During the news conference, Won-moon said he was aware he was breaking the law. However, he crossed the border with the expectation that he would be arrested and detained.
Although he did not reveal specific details, the NYU student said he hoped his arrest would lead to “some great event… and hopefully that event could have a good effect on the relations between the north and [South Korea]”
A native of Seoul, South Korea, Joo Won-moon moved to the United States with his family at the age of 7. Although they initially settled in Wisconsin, Won-moon and his family eventually moved to Rhode Island. The young man was later granted permanent residency in the United States — where he attended classes at New York University.
Won-moon said he started thinking about crossing the North Korean border in February. During the May news conference, the young man said he “constantly thought about it” and eventually devised a plan to enter the Democratic People’s Republic of Korea near the Great Wall of China.

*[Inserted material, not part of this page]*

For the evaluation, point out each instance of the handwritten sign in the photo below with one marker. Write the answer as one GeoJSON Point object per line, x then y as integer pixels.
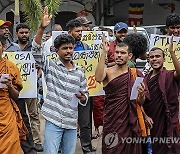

— AJ+ (@ajplus) October 5, 2015
Joo Won-moon decided to take a semester off school to travel throughout the United States and abroad. In April, he traveled to China — where he crossed the border into North Korea.
In the weeks following his arrest, the NYU student confirmed he was denied contact with his family and friends. However, he said he was being “treated… with the best of humanitarian treatment.”
In September, Won-moon made an appearance at another new conference. As reported by NBC News, he was still being detained — without any means of communication outside North Korea.
Although he said he was still being denied contact with his family and friends, the young man said he was being “treated generously” and was “very healthy.”
On Monday, the NYU student was released to authorities in South Korea. North Korean officials later confirmed the student was ultimately “deported.”
Although he was released from custody in North Korea, Joo Won-moon is still facing criminal charges.
— The WorldPost (@TheWorldPost) September 25, 2015
As reported by Huffington Post, South Korea’s National Intelligence Service is currently investigating whether the NYU student violated the National Security Law when he crossed the border into North Korea.
It is unclear what prompted the young man’s release. However, an analyst suggested “it may have [been] calculated… his release might boost the impoverished, authoritarian country’s international image and lead to more investment and tourism.”
Although Won-moon was released, officials in South Korea are concerned for three other detainees who remain in custody in North Korea.
According to reports, the three others are accused of various crimes, including “espionage acts or attempts to establish underground Christian churches.”
Joo Won-moon’s release is being applauded by South Korea, and several humanitarian organizations. However, officials are concerned for the welfare of the other detainees. It is hoped that the NYU student’s release is an indication that North Korean officials are interested in improving foreign relations.